En la Fundación Van Gogh, en Arlés, vi hace dos inviernos una fotografía de Juergen Teller titulada Frozen Dead Dog, Czechoslovakia. No es bonita de contar para un niño, pero tengo que hacerlo. Imagina un cubo de basura en un callejón de la antigua Checoslovaquia, en 1990, y dentro, con el hocico mirando al cielo, un Jack Russell congelado. A la foto la acompañaba un texto que decía: «Fui en busca de mis orígenes y encontré un perro muerto congelado en un contenedor de basura».

A lo mejor es eso lo que encuentro yo, pensé, si sigo buscando.

Me despedí de mi tío, adelanté la vuelta, volví a Madrid antes de tiempo.

Hoy, al teléfono, me pregunta por ti. Le digo que estás bien, que te aburres pero que estás bien. Él también se aburre. El virus le ha pillado en casa con su hermano José Luis, que es medio mudo. Voy a sacar la baraja, dice, a ver si se quiere echar un guiñote tu tío. O voy a ver si me veo la película del oeste, a ver si hoy ganan los malos.

Dice que, cuando nos vio en la televisión y nombramos a mi padre, se acordó mucho de él y se acordó también del suyo, de su padre, de mi abuelo, que aprendió a leer con setenta años y no sabía escribir.

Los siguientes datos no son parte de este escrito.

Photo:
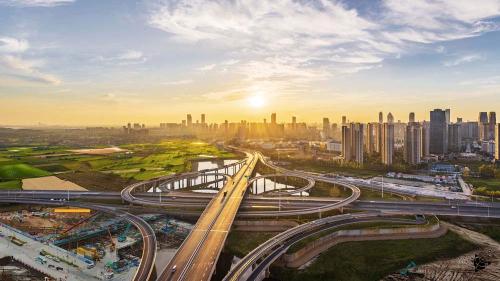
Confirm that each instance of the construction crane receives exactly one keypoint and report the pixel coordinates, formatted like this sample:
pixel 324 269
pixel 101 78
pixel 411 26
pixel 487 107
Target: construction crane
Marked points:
pixel 79 223
pixel 123 236
pixel 112 247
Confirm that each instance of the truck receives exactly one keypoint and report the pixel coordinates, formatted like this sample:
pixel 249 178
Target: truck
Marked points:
pixel 41 260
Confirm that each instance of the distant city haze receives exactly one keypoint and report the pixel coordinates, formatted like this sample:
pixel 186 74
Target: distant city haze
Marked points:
pixel 105 63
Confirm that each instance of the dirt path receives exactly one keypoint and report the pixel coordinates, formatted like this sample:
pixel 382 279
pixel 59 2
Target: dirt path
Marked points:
pixel 474 237
pixel 460 268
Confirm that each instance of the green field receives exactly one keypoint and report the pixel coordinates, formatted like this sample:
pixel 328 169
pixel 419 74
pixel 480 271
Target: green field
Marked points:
pixel 240 243
pixel 372 260
pixel 486 187
pixel 140 162
pixel 15 184
pixel 20 171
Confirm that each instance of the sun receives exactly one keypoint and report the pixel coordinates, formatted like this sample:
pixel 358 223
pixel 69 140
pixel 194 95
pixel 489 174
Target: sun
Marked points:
pixel 256 101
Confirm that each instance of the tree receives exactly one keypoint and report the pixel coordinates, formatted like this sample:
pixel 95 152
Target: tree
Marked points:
pixel 487 171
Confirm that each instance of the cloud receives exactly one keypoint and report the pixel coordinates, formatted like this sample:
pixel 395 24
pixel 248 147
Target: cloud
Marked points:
pixel 307 41
pixel 206 67
pixel 26 70
pixel 131 55
pixel 13 45
pixel 125 58
pixel 463 59
pixel 13 64
pixel 178 82
pixel 35 3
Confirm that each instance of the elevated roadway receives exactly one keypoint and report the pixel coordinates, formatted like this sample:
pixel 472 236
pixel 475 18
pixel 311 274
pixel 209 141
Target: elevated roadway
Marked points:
pixel 197 257
pixel 257 261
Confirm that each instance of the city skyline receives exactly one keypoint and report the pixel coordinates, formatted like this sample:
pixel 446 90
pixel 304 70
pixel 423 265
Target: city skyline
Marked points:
pixel 102 62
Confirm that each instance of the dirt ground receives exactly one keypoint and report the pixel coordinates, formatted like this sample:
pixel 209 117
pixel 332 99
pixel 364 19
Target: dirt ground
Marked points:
pixel 460 268
pixel 97 181
pixel 50 183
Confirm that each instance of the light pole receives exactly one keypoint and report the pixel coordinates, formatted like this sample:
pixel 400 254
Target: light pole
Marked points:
pixel 382 186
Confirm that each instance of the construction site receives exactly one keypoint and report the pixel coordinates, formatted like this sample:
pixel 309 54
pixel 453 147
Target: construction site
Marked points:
pixel 77 243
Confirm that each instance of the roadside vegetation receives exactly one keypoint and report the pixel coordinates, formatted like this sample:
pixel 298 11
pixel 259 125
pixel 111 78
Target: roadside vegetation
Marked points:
pixel 240 243
pixel 487 182
pixel 372 260
pixel 104 172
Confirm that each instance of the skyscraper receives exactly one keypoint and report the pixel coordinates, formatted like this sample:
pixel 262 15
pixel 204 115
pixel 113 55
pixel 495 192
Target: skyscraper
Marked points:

Una vez hicimos con tu padre una pared, dice. La hicimos en La Mora, en el campo, detrás de un olivo. Tu abuelo quería guardar por allí cosas, una perdiz, un Santo Cristo, ya no lo sé. Nos mandó hacerla y la hicimos. Ahí está.

¿La pared?, pregunto, porque a veces no le entiendo cuando habla.

Sí, sí. Ahí está. La hicimos entre los dos.

Te voy a decir la verdad, me suelta después, de repente. Ayer cogí un taxi y me fui a la librería que hay en la plaza de San Francisco a comprar el libro de tu hermano. Estaba cerrada. Dieciséis euros me costó el taxi.

No se puede salir, le digo.

Ya lo sé.

Prométeme que no vas a salir.

Quería leerlo.

Cuando pase todo esto te lo llevamos.

¿Qué?

El virus. El confinamiento. Cuando pase te compro el libro y te lo llevamos.

No contesta. Escucho, atravesando el patio interior, las sirenas de la policía. Ahora contesta. Dice:

¿Estaré yo o no?

Claro que estarás, respondo, no digas tonterías.

Pero nadie me asegura que sea verdad.